Enquanto o ferreiro cuidava daquele trépano, lá na sonda os
operários concluíam a colocação do novo, e o serviço recomeçou, pum-pa, pum-pã, na monótona toada de sempre.
Dentro dum puxado coberto de zinco havia pelo chão grande número de trépanos de todos os calibres, desde os de dois palmos de diâmetro, uns monstros, até os pequenos de três polegadas.
– Por que essa diferença? – perguntou Pedrinho.
O Visconde explicou que o poço, iniciado com um diâmetro grande, iria diminuindo à medida que se aprofundasse.
– Começamos com o diâmetro de 20 polegadas – disse ele – e iremos tocar no petróleo com o diâmetro de 4 apenas. Isso por causa das entubações. À medida que o poço se aprofunda, tem de ser entubado cada vez que atravessa um lençol de água.
– Para fechar a água, sei – disse Pedrinho.
– Exatamente.
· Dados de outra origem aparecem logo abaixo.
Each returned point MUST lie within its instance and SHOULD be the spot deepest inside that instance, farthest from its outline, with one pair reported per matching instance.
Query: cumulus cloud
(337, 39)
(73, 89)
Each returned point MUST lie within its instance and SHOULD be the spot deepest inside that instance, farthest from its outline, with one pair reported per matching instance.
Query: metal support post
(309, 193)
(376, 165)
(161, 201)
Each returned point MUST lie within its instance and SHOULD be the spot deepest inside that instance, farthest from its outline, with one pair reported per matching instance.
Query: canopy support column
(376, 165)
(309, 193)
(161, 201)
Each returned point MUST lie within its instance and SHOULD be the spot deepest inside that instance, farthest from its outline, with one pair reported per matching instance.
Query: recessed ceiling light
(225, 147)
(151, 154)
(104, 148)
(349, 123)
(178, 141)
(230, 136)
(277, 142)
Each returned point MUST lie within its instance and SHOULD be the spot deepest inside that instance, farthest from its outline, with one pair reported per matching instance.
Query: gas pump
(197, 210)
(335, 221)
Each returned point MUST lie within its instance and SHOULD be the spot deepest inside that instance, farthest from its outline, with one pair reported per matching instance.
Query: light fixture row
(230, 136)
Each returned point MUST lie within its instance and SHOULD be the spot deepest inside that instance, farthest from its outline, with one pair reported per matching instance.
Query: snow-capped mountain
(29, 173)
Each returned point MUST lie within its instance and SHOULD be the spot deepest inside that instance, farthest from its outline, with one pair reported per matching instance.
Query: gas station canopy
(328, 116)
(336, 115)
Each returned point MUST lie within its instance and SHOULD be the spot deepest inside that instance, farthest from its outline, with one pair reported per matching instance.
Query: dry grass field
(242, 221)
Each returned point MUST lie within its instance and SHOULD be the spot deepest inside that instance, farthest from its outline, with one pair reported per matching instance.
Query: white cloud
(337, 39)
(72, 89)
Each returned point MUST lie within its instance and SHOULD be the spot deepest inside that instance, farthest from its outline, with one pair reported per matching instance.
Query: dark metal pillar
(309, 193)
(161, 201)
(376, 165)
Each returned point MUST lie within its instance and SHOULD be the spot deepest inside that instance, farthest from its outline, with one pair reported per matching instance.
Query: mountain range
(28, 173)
E cada vez que é entubado, só pode continuar com um diâmetro menor, porque então o trépano passa a trabalhar dentro do entubamento feito. Se aparece mais embaixo outro lençol de água, temos que entubar novamente, para fechar esse outro lençol de água. Para isso colocamos tubos de menor diâmetro dentro dos tubos que já estão no poço.
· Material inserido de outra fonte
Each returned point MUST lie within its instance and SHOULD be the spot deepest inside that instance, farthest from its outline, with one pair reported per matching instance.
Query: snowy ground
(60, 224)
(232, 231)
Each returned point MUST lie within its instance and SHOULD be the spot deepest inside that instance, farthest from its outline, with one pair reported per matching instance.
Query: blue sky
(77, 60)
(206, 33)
E a perfuração prossegue com trépanos menores, para caberem dentro desses tubos de menor diâmetro – e assim por diante.
Tia Nastácia gritou lá da varanda que o almoço estava na mesa. Todos correram para a bóia, menos o Visconde. O coitadinho jurara a si próprio não largar de Mister Kalamazoo nem um segundo.
O som das pancadas do trépano chegavam à casa de Dona Benta.
– Lá está o pum-pã – disse ela. – Temos de ouvir esse som dia e noite até que o poço chegue ao fim.
Pedrinho, de ouvido atento, murmurou:
– Que som lindo, vovó! Som que contenta o coração…
– Sabe por quê? Porque cada golpe significa um avançozinho para o fundo, para lá onde está o petróleo e, portanto, um passo para a grande vitória. A beleza do som não está nele, está em você, Pedrinho.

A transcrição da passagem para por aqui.